A field force like gravity, can't be felt, it does not produce proper acceleration, nor it does do work on a mass - because its just spacetime curvature you are falling into, and it does not deliver (in first order) energy to you. If you are blindfolded (no external references), you can't tell if you are on a geodesic of the gravity field or standing in empty space, you are just weightlessness, moving in an inertial referential. Gravity produces no internal compression or dilation on you, so your accelerometers measure zero.
On the other hand, contact forces can be measured by accelerometers, they do work on the object, and promote the object to non-geodesical trajectories. Accelerometers are only able to measure contact forces, not gravity force, because gravity is a field force that acts on all of you at the same time. Contact forces on the other hand act layer by layer from the contact surface on through the body being properly accelerated.
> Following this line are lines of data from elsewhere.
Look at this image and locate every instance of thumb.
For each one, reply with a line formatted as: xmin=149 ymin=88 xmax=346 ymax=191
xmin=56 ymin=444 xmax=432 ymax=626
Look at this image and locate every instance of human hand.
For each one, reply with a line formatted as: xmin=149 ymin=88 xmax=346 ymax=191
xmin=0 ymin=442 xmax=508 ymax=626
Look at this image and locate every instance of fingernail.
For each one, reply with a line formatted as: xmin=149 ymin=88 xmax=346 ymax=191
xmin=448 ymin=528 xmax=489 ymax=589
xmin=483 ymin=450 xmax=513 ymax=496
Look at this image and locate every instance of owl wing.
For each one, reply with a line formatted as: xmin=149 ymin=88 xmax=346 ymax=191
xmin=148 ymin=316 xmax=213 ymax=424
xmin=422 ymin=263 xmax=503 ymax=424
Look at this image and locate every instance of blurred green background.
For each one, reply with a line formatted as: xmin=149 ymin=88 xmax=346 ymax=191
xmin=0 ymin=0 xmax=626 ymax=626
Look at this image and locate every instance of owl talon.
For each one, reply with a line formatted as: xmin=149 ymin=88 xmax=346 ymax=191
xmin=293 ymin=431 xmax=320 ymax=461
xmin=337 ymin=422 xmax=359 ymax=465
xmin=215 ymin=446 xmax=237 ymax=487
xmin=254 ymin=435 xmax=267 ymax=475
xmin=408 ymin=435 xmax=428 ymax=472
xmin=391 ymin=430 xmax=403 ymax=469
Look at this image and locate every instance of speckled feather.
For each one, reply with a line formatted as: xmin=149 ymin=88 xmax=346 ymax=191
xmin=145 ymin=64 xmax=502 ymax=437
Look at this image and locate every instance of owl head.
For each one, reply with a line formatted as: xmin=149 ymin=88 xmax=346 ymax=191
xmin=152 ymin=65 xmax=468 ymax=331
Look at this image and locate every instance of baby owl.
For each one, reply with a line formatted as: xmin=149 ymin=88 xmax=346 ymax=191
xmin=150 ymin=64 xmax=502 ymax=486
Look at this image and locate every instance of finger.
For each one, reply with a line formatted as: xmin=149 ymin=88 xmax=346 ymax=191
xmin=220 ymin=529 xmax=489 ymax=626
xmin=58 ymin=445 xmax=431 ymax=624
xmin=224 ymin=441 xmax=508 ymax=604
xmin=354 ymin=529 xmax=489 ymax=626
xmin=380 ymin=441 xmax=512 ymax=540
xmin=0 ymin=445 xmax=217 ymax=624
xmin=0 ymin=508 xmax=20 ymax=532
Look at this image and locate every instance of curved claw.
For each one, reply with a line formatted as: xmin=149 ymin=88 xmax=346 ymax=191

But contact forces are in ultimate analysis are just electromagnetics forces between the atoms of two distinct bodies of matter. I understand (see here) that everything that carries energy and/or momentum do produce a curvature in spacetime.
So, both masses and charges$^\star$ produce spacetime curvature, but we see gravity as a force field that acts on whole bodies at once (and thus cannot be measured by accelerometers), while electrostatic force acts like a contact force we see acting on layer by layer of a material, acting to promote proper acceleration, and thus renders objects to non-inertial frames.
So, what is the fundamental differences between these two? Is it the fact that gravity has a much larger range than the electromagnetic force. Or is it some more fundamental reason?
$^\star$ Charges produce spacetime curvature indirectly due to both their masses and the electromagnetic fields they generate.